A team of mental health workers in Washington state is training Ukrainian community leaders on how to treat the unseen wounds of war.
“I’m 29 years old and I never thought I’d see evil to that scale in my life,” Igor Skripnichenko said.
For the past year, Skripnichenko, a chaplain in Ukraine has seen and heard of some of the more than 70,000 war crimes against Ukrainian civilians during Russia's invasion.
It’s a war that’s been going on for years and for some, it’s their only known memory.
"My daughter is eight years old," Skripnichenko said. "She has not lived a single day in the country without war."
While 30 chaplains in his seminary are on the front lines of Russia's invasion, he is now fighting the unseen wounds of war. Skripnichenko is in Seattle learning from professors at Seattle Pacific University and taking back trauma training and psychological first aid training that can save lives.
“Living through evil we think how we can renew Ukraine and this gives us hope,” Skripnichenko said.
Dr. Jeff Holguin is a front-line mental health worker who has been to Ukraine twice to help train community leaders there in anticipation of an overwhelming need for trauma treatment.
“Once you are hyper-vigilant for so long, your body can only keep that up for a limited amount of time, and start to become depressed and hopeless and feel like a burden on your family," Holguin said. "And now we're really worried about stuff like suicide, isolation."
Four area psychologists were invited by the Consulate of Ukraine in Seattle to train community leaders including educators, teachers, church leaders, and medical and military personnel. A book set to be a road map for healing is in the works and 800 people have gone through the training which will likely spread.
“It's a trainer-to-trainer model," Holguin said. "We go there to train people to train other people and let the indigenous population care for themselves."
Holguin spent more than a decade in the military with search and rescue.
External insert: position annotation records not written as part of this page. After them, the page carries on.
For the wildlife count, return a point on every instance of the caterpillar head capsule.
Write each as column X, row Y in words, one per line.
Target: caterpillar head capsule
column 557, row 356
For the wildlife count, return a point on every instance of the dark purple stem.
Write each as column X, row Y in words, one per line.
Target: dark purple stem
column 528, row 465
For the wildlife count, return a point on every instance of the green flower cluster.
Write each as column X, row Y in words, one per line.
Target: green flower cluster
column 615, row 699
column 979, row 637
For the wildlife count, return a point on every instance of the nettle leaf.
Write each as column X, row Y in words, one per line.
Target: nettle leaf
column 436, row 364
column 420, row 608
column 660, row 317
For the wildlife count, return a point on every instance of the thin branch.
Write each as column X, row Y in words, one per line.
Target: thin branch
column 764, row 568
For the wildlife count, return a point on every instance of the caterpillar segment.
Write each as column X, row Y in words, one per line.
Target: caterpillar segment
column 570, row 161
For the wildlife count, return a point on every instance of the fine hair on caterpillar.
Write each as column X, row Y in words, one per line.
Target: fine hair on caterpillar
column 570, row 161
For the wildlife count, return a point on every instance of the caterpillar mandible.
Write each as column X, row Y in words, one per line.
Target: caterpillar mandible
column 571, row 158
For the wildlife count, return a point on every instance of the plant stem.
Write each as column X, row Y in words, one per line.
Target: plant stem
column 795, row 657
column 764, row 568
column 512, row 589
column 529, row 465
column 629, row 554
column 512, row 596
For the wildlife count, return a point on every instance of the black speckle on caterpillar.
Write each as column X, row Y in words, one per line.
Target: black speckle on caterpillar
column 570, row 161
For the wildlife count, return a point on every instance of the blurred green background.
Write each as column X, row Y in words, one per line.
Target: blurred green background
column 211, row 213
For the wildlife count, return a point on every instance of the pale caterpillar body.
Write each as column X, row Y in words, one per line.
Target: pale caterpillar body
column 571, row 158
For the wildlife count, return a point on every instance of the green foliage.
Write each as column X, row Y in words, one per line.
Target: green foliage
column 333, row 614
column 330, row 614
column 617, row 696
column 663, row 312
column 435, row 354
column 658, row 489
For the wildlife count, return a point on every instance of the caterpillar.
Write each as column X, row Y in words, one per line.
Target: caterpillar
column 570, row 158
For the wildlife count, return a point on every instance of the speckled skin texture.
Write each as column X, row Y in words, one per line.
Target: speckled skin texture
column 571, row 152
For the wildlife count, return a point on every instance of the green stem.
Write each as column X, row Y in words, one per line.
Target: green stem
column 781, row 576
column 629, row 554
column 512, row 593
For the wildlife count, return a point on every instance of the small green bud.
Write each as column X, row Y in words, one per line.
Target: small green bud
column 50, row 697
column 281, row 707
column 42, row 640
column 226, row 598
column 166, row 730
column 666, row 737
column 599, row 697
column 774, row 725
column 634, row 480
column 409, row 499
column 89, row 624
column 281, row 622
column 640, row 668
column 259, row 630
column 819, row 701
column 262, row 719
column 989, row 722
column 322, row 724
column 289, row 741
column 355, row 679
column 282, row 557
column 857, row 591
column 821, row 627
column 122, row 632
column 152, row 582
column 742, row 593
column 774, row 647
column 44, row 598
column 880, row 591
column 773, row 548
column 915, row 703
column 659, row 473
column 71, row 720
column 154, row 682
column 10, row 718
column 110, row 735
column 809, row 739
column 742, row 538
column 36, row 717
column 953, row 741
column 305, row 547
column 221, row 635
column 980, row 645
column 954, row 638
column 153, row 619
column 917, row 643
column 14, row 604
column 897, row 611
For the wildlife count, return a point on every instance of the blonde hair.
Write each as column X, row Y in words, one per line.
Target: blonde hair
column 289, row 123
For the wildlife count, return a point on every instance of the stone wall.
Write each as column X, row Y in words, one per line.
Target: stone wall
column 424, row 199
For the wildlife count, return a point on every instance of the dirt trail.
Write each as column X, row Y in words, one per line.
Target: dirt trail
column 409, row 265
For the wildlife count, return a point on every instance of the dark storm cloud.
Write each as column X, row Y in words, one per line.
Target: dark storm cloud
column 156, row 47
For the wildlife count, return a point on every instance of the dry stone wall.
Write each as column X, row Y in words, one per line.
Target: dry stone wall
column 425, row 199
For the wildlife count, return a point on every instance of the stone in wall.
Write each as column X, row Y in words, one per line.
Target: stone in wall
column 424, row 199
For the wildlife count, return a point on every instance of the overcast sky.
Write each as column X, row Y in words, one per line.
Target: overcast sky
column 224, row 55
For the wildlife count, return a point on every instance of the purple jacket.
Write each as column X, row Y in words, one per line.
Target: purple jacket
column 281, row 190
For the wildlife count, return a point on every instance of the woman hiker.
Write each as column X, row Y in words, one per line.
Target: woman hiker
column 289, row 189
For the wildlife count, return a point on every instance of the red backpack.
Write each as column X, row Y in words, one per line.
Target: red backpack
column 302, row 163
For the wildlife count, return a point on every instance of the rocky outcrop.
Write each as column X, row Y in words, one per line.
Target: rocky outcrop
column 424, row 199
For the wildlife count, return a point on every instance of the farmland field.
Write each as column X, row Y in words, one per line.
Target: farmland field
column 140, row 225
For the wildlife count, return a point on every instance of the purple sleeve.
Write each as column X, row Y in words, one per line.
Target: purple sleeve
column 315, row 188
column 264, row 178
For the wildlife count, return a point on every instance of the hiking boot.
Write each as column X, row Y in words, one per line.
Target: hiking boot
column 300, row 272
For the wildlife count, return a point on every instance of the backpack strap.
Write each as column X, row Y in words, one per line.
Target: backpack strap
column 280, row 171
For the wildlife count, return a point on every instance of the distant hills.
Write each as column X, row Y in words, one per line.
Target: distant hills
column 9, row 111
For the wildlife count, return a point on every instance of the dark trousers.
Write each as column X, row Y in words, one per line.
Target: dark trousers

He said the work in Ukraine has been life-changing.
“From the South Pacific to Ukraine now and all over the world, there are very few countries that I’ve seen who are more resilient than Ukraine," Holguin said. "I don't want to lose the juxtaposition of the amazing beauty and artistry that is Ukraine. And they're fighting for their lives. And we can't relate to that."
While the war is not over, Ukrainians have one takeaway message.
“We just want them to leave our country," said Valeriy Goloborodko, honorary consul of Ukraine in Seattle. "Stop terrorizing us and stop killing us and stop committing genocide because what they are doing."
“I am one of many Ukrainians that would like to live peacefully, righteously and wisely,” Skripnichenko said.